Yesterday Slovenian police arrested Igor Bavčar, formerly of Istrabenz and Boško Šrot, formerly of Laško Brewery. In a surprise move, both were taken into custody as were nineteen other individuals in what is most likely and orchestrated manoeuvre to hit as many birds with one stone as possible.
Igor Bavčar and Boško Šrot were arrested yesterday morning (source: RTVSLO)
Media speculation is centered around a 7.3 percent share of Istrabenz which had changed quite a few owners lately. Reportedly this is the best lead the investigators have if they are to prove that Bavčar and Šrot acted in concert when they tried to take over Istrabenz and Laško respectively, which – as you know – was the supposed “reward” (via under-the-table sale of Mercator) for helping Janez Janša to get a grip on Delo newspaper in 2005. Things, however, got badly out of hands, Boško Šrot ditched Janša who (as PM) declared war against tycoons and went specifically after Šrot, by ways of having a couple of construction barons arrested in Operation Clean Shovel.
However, Janša was removed from power in last years elections and it just so happened that the two “model tycoons” were arrested during the tenure of the government which Janša claimed is sponsored by those very tycoons, especially Boško Šrot (Janša always took it easy with Bavčar, to whom he is forever indebted for launching him into the mainstream political orbit in 1988).
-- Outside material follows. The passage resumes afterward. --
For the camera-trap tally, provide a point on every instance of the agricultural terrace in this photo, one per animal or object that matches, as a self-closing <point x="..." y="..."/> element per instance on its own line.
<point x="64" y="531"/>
Admittedly most of the arrested were subsequently released (including Igor and Boško) once the crim police collected the evidence, but fact of the matter is that since the “game over” moment things went downhill for both of them.
Having said that, it must be noted that arrests came at an extremely convenient time: government of Borut Pahor is taking more and more flak for ramming through the deal with Croatian PM Jadranka Kosor and at the same time the government is having increasing difficulties in handling the crisis, with companies going bust or on strike (or both). It was only yesterday night than an agreement on whether to keep the pensions at their current level for the next couple of years or have them increased yearly in accordance with inflation. The agreement made passing the next years’s budget possible, but only after some serious wrangling between PM Pahor and president of coalition DeSUS (pensioners’ party) Karel Erjavec, where Pahor even threatened to demand a vote of confidence in the parliament. Ultimately the deal was reached, but apparently it left a sour taste in everybody’s mouth. Yesteday’s arrests will (at least) temporarily divert the public attention on other issues.
And while I’m on it. Just like I resented Janša photo-opping the moment of the arrest, I must say that I’m equally
appealed appalled by this practice continuing under the new government. I know they go for maximum public effect, but there are limits to this.